Os astros, assim como o trabalho duro, têm papel de destaque numa propriedade do interior de Farroupilha, na Linha 47. As mulheres que tocam o negócio adotaram um jeito de produzir baseado no que chamam de herbicida zero e, aos poucos, foram eliminando agrotóxicos dos parreirais. A agricultora Solice Beatriz Moroni, 53 anos, conscientizou-se sobre os prejuízos causados pelo uso de "venenos" depois que o irmão — que tocava a propriedade — morreu. Segundo ela, os médicos sugeriram que a leucemia foi provocada pelo contato com os agrotóxicos. Mudar a forma de produzir, então, tornou-se também uma maneira de preservar a vida.

Solice integra um projeto-piloto de agricultura biodinâmica com outras cinco famílias da região. Ele faz parte do programa de Assistência Técnica e Extensão Rural (Ater) para a viticultura, desenvolvido pelo Ibravin, Fecovinho e Centro Ecológico de Ipê desde 2008, que contempla 600 famílias (direta ou indiretamente). O coordenador técnico do programa e coordenador do Centro Ecológico, Leandro Venturin, explica que a finalidade deste trabalho é incentivar a produção orgânica da uva e a redução do uso de agrotóxicos.

— Atuamos por fases de avanços. A etapa seguinte à orgânica é a biodinâmica, que tem conceitos mais amplos e usa as energias do universo por meio de princípios astronômicos — explica Venturin.

Há dois anos, Solice adotou a agricultura biodinâmica como modelo. Um dos preparados utilizado por elas é o chifre esterco que, como o nome sugere, é preenchido de esterco e enterrado no outono, para ser desenterrado na primavera.

Outro, chamado fladen, leva esterco, pó de rocha (com quartzo moído vagarosamente em um pilão) e casca de ovo moída. Depois de pronto, o material é diluído em água, que deve ser energizada — mexida vigorosamente em sentido horário e anti-horário por uma hora. Duas gotas grossas são jogadas no chão, para energizar as raízes. Há, também, o uso de chá de cavalinha.
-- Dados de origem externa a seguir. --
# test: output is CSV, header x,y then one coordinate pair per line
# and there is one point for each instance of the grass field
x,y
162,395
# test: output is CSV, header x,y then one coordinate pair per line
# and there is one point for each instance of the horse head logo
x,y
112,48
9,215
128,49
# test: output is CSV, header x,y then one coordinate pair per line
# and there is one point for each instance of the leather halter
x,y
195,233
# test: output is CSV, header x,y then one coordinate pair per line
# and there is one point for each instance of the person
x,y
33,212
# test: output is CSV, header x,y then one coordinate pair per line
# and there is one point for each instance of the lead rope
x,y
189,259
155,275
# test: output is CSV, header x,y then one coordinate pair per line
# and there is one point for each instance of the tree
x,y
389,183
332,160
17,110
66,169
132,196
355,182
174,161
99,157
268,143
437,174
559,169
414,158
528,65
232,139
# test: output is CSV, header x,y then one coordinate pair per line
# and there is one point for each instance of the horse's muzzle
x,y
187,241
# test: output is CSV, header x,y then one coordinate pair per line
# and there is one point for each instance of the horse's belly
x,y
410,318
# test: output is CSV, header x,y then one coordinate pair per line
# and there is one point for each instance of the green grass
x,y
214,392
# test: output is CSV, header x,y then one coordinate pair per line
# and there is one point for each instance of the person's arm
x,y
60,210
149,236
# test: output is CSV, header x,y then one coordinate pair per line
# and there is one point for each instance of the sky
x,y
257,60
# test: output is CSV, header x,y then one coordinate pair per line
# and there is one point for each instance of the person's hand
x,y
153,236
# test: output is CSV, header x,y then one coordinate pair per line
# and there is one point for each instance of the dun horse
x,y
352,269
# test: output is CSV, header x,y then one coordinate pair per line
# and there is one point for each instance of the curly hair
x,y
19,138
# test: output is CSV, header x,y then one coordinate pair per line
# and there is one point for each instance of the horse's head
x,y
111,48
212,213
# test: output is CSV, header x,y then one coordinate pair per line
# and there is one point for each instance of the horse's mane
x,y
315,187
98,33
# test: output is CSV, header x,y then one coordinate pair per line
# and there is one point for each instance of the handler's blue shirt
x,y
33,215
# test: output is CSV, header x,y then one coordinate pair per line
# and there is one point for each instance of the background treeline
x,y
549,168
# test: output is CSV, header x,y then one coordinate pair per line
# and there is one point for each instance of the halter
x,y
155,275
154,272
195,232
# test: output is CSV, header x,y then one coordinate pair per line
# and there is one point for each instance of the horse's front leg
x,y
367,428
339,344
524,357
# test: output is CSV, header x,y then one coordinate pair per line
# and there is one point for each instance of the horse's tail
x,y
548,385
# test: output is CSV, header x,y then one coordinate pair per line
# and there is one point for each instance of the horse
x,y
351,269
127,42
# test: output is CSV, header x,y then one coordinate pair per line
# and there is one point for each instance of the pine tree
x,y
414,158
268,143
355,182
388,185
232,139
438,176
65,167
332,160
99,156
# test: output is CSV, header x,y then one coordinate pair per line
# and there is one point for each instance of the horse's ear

— Depois que a gente começa, não quer mais parar — conta a entusiasmada agricultora, que toca a propriedade ao lado da cunhada viúva Clarice Luiza Bonett Moroni, 41, e da mãe, Maria Genny Savoldi Moroni, 79.

No ano passado, Solice decidiu dividir o parreiral para observar as diferenças no cultivo da uva. As orgânicas apareceram com folhas mais reforçadas, cor mais verde e melhor cobertura. Venturin percebe que, na segunda safra da uva Isabel comum, colhida recentemente, ela conseguiu melhores resultados do que na primeira, mesmo em um ano com perdas acima da média. Além de mais saudável, há economia de dinheiro com uso de fertilizantes químicos e herbicidas.
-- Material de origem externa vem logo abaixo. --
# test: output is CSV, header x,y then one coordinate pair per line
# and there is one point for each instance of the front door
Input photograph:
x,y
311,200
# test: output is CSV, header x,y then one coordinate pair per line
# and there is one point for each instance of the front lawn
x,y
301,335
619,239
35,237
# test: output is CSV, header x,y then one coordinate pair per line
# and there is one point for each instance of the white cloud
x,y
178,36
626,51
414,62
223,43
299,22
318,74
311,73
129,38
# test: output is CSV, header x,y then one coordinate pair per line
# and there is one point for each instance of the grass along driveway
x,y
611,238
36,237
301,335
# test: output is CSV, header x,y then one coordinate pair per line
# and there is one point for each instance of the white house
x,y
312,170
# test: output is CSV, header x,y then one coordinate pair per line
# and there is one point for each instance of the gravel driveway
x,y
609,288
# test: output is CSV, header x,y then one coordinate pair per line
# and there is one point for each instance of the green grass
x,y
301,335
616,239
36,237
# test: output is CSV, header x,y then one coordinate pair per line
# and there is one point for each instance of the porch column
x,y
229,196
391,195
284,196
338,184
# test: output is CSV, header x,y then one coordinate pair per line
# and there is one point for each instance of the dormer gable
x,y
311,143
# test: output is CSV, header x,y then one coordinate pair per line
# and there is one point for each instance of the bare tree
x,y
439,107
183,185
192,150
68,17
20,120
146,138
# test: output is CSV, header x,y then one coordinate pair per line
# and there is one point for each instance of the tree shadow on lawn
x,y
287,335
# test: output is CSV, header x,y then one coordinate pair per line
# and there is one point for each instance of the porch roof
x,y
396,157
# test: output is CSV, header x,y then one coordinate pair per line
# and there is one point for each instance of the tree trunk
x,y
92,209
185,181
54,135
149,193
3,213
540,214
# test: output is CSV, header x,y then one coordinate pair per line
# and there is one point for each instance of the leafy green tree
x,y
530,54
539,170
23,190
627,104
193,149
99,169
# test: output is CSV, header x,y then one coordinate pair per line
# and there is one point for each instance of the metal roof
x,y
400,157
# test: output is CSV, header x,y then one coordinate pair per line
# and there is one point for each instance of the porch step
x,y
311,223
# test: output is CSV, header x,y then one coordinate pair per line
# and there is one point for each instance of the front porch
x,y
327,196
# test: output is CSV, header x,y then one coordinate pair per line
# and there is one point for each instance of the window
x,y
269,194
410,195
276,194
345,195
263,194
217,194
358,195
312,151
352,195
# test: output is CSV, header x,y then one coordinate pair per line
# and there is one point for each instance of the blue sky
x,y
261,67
— Isso pode até parecer místico e distante, mas os melhores vinhos do mundo, como Romanée-Conti e Château Petrus, são biodinâmicos, porque esse cultivo torna as características de solo e clima extremamente acentuadas — explica.
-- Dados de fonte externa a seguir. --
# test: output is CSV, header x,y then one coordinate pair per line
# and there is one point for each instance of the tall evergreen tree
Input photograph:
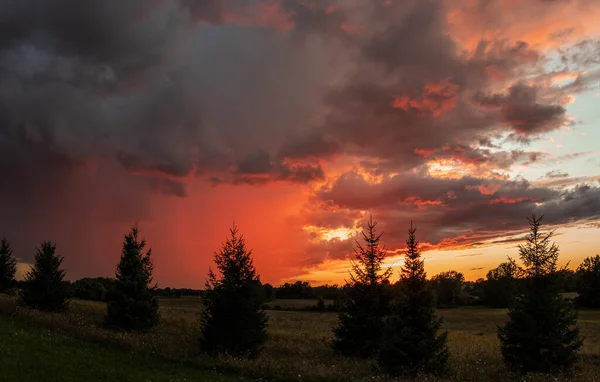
x,y
588,285
541,334
45,287
8,266
132,304
500,286
233,321
411,343
358,332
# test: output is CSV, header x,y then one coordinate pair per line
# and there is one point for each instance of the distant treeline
x,y
451,289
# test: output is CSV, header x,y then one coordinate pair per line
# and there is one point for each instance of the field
x,y
297,349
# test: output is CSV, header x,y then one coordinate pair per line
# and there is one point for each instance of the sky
x,y
297,120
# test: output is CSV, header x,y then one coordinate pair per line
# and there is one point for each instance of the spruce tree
x,y
541,334
132,304
411,343
8,266
44,287
358,332
588,285
233,321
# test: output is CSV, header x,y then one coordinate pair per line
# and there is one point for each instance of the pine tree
x,y
541,334
44,287
367,300
133,304
588,285
233,321
410,342
8,266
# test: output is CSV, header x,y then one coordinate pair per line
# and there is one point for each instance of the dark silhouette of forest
x,y
390,318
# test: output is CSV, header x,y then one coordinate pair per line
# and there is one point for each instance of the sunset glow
x,y
297,120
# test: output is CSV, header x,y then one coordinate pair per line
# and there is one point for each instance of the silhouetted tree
x,y
410,343
541,334
233,321
45,287
8,266
501,285
132,303
448,287
368,295
297,290
588,285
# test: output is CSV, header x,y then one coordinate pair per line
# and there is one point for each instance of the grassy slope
x,y
33,354
298,345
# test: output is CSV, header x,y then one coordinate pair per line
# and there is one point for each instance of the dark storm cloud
x,y
556,174
454,212
521,110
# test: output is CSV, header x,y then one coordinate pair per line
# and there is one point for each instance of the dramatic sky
x,y
297,119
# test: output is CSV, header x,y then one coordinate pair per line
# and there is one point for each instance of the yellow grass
x,y
298,345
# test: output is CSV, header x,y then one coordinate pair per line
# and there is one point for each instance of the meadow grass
x,y
34,354
298,345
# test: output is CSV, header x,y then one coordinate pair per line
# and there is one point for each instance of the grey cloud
x,y
520,109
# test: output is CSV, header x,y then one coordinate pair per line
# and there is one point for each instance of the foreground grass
x,y
298,345
32,354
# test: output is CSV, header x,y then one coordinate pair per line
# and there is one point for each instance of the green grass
x,y
298,345
33,354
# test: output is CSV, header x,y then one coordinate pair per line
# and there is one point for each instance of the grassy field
x,y
298,345
33,354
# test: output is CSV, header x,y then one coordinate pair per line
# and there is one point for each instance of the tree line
x,y
393,323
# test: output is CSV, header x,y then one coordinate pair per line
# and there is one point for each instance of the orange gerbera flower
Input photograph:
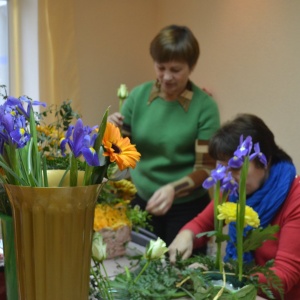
x,y
119,149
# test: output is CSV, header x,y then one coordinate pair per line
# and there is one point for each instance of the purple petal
x,y
90,156
235,162
209,182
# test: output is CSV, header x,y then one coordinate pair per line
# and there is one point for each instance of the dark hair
x,y
226,140
175,43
Para Solice, a prática adquire um quê de misticismo, uma vez que os insumos são produzidos em mutirões, durante oficinas do projeto, em dias certos para ocorrerem — de acordo com o calendário biodinâmico. Da última vez, o grupo fez e enterrou 29 chifres-sílica.

— É a energia do grupo colocando um pouco de si para fazer acontecer. E a mulher gera a vida, tem energia maior. E não temos medo de experimentar — avalia Solice.

Venturin ressalta que há um empoderamento do conhecimento ancestral dos agricultores, embora a aceitação se dê em velocidades diferentes.

— É como se um usuário de medicação tradicional passasse a usar apenas homeopatia — completa.
Homeopatia na terra

A comparação feita por Leandro Venturin faz todo o sentido numa área de 6 hectares situada na localidade de Nossa Senhora da Rocca, em São Virgílio da 6ª Légua, em Caxias. Quando adquiriu a propriedade como forma de lazer, há sete anos, o empresário Vilson Valentim Pigato, 48 anos, estava fazendo um tratamento homeopático para resolver um problema de saúde. No contato com o médico, comentou sobre a aquisição das terras e foi surpreendido com a informação de que poderia levar os mesmos princípios para a agricultura.

A homeopatia prega que a doença é consequência do desequilíbrio vital do organismo e, por isso, não há doenças e sim doentes. O princípio fornece elementos, também, para o tratamento das plantas, do solo, da água e dos animais. Pigato resolveu procurar informações e adotou a homeopatia também para tratar das plantas e dos animais — as uvas bordô, inclusive. Desta forma, aboliu venenos e resíduos tóxicos na plantação e criação — hoje vende o que produz nas feiras dos agricultores e orgânicas.

— Foi uma conversão drástica, sem aplicação de química e com resultado positivo — explica.

A mudança de cultura é a parte mais complicada ao se adotar a técnica. A aplicação, em si, é bem simples: ele encomenda glóbulos (que parecem bolinhas de sagu), dissolve-os na água — 10 para 1 litro — e pulveriza essa mistura nos parreirais, quando as folhas já nasceram.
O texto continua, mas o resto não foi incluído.